This study was designed in a predefined escalating dose mode in sequential cohorts of 9 patients and stopping rules based on grade 3 severe acute toxicity. The first group of 9 patients was assigned to receive the first escalating dose. If no severe (Grade 3) acute side effects were observed, then the second dose level was started. The second dose level was planned to be administered to a study 9 patients cohort followed (if no stopping toxicity was observed) by a confirmatory 9 patients cohort at the same dose. Once the safety of the second dose level would be confirmed a third dose group of 9 patients would receive the third dose level.

The study was approved by the Ethical Committee of Hospital Dr. Negrín (Las Palmas) and registered by EudraCT Number: 2019001715-23. Written inform consent for treatment was obtained in all the patients.

SBRT Protocol and planning

Patients were then assessed at the Radiation Oncology Dept, University Hospital of Gran Canaria Dr Negrín and enrolled in the simulation and treatment planning dedicated protocol.

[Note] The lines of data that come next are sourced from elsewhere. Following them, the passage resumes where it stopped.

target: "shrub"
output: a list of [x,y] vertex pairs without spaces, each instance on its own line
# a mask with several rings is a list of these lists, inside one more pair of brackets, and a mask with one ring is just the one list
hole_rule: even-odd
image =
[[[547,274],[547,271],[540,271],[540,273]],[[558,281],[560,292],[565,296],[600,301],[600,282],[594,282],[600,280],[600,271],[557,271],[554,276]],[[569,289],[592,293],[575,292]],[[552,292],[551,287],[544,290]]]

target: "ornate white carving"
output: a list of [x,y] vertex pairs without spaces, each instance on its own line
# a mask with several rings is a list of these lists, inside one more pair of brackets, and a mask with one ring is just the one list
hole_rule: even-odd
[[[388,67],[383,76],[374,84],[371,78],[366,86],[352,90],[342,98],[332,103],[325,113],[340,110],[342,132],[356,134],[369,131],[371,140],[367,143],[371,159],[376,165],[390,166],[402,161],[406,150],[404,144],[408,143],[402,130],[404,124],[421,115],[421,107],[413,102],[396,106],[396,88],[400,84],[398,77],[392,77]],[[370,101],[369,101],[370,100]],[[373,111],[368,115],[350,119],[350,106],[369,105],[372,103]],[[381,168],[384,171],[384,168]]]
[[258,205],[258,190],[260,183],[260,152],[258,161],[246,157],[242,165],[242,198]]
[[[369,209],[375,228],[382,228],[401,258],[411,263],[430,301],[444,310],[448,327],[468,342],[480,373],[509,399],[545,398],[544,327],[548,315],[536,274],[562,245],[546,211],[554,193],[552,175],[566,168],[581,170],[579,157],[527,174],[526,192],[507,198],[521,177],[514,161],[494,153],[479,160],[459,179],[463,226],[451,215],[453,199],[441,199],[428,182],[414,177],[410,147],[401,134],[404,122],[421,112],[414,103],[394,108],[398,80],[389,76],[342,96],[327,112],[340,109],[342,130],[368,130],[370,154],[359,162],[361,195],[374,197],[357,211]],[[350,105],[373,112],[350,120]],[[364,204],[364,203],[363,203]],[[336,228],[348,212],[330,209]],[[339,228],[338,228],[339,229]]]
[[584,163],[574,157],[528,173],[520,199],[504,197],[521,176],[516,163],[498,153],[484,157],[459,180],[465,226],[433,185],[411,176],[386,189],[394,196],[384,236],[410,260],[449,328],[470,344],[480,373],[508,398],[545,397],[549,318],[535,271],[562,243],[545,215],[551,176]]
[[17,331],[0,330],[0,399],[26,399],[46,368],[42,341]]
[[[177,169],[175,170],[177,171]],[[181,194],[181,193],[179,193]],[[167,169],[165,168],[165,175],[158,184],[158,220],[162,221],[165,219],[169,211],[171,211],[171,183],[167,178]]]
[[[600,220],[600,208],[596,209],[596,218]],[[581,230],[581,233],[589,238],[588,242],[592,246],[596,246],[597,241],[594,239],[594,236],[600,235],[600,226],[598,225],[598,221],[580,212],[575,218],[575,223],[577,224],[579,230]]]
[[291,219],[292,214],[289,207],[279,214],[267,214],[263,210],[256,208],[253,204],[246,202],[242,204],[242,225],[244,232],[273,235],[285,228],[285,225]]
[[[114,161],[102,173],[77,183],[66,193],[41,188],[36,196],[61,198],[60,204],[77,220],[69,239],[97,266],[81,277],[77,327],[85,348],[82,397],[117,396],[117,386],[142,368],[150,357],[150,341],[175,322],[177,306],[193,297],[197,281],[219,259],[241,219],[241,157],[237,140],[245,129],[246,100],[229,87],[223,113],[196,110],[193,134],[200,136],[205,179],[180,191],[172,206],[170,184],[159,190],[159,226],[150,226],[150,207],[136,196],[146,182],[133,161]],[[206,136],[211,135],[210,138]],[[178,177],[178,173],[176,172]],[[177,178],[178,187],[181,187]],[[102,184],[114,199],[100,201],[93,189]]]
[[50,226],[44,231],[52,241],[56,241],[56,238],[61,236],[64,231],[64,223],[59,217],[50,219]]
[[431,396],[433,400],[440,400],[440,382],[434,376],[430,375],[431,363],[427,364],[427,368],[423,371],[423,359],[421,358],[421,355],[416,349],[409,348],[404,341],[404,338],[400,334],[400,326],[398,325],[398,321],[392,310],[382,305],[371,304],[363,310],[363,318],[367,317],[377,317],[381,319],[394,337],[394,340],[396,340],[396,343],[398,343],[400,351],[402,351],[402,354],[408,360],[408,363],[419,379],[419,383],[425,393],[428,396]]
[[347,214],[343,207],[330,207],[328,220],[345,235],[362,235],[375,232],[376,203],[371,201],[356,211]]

Patients were immobilized in a supine position with their arms positioned over the head, on a flat table top, with knee and/ or foot support, to optimize setup reproducibility.

Abdominal compressor was also used to reduce the movement of abdominal organs and to better delimit the contours [36], [37].. Different techniques were used according to patient́s characteristics, to manage breathing induced tumor motion. According with the AAPM Task Group [29] recommendations, the respiratory motion options used (DBH, Calypso® gating system and 4D-CT) were tailored to accommodate patient́s tolerance, after prior evaluation and training, conducted by the physician and the technicians.

  • -

    Deep breath hold (DBH) Gating. Patients underwent training to sustain a regular respiratory cycle, using the Real-time Position Management® system (RPM) (Varian Medical Systems, Palo Alto, CA) as patient́s visual guide.

  • -

    The Calypso Gating System® (Varian Medical Systems, Palo Alto, CA, USA) was used incorporating a fiducial-based intra-fractional motion management system comprising an electromagnetic array and tumor-implanted fiducials (Beacon). The array, positioned above the patient during the treatment, detects the position as well as translational and rotational movements of the transponders. The Calypso® system offers continuous 3-dimensional intra-fractional motion management of all potential tumor movements, both intrinsic and those caused by the patient́s movements, in a real time. It operates at a frequency of 20 Hz and provides sub-millimetrical accuracy. The transponders are percutaneous implanted into, or adjacent to the lesion. Three anchored electromagnetic beacon transponders, were implanted under ultrasound guidance by an experienced radiologist [15].

  • -

    The Motion management system 4D-CT generates an internal target volume (ITV) during free breathing (FB). An abdominal compressor was used to limit respiratory motion in these patients.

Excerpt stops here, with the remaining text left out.